The claimants’ principal claim, based on interpretation of an agreement, succeeded. The claimants were therefore the successful parties. The Recorder acknowledged that the general rule is that the unsuccessful party will be ordered to pay the costs of the successful party on the standard basis, but the court may make a different order having regard to all the circumstances, including those set out in CPR 44.2(4). A relevant consideration in determining costs in this case was that the claimants had brought a claim for rectification in case their claim based on interpretation failed. Recorder Mark Anderson KC found that the alternative rectification claim had failed and it had increased the overall costs for the claimants and for the defendant. He considered the factors identified in CPR 44.2(4) and (5), and reminded himself of the various orders open to him as listed in (6). The Recorder noted that CPR 44.2(4)(b) applied where there had been partial success by an otherwise unsuccessful party, but found the defendant had not enjoyed partial success. He did not think that an issue-based order, whereby the claimants would be awarded the costs of the interpretation issue and the defendant the costs of the rectification issue, would be workable, because there was significant overlap between the two issues. He accepted that the rectification issue contributed heavily to the overall costs and that he should make an order which relieved the defendant of having to pay the claimants’ costs to the extent that they were increased by that issue.
Held (awarding costs):
Recorder Mark Anderson KC decided that the claimants should have 40% of their costs up to and including 23 March 2022 to be assessed on the standard basis.

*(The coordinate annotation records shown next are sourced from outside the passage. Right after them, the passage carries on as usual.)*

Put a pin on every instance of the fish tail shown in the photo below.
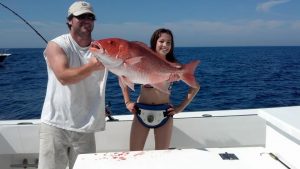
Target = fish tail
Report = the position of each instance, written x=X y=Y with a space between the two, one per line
x=188 y=74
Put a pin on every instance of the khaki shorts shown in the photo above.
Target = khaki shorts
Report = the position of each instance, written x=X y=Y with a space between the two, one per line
x=59 y=148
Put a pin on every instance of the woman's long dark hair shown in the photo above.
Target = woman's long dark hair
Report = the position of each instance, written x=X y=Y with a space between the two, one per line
x=170 y=56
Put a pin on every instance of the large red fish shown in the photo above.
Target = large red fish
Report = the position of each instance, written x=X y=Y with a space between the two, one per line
x=134 y=62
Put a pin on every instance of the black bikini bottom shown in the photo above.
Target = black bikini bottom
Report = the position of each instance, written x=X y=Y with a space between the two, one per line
x=152 y=116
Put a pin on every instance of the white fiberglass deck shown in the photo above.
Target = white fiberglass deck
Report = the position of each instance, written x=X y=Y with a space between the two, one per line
x=248 y=158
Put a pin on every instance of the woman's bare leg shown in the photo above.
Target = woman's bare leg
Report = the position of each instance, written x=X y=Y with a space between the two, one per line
x=138 y=135
x=163 y=135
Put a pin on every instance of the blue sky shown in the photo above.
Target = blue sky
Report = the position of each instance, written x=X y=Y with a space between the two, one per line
x=196 y=23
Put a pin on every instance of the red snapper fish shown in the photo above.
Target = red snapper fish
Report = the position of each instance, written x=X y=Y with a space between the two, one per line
x=134 y=62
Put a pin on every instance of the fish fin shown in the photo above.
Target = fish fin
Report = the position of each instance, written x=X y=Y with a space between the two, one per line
x=140 y=43
x=124 y=82
x=188 y=74
x=161 y=87
x=132 y=61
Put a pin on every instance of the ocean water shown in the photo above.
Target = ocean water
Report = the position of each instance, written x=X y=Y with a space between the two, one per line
x=230 y=78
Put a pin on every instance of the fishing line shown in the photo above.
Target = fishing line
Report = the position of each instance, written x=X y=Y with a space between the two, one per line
x=24 y=21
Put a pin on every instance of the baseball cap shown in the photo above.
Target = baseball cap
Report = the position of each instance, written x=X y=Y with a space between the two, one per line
x=80 y=7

He went on to consider costs for the period after 23 March 2022. The claimants had made an offer on 1 March 2022 and the main judgment was more advantageous to the claimants than the proposal contained in the offer. They therefore said that CPR 36.17(1)(b) applied and they were entitled to the additional amounts provided for in CPR 36.17(4) with effect from 24 March 2022. The defendant contended the offer was not a Part 36 offer.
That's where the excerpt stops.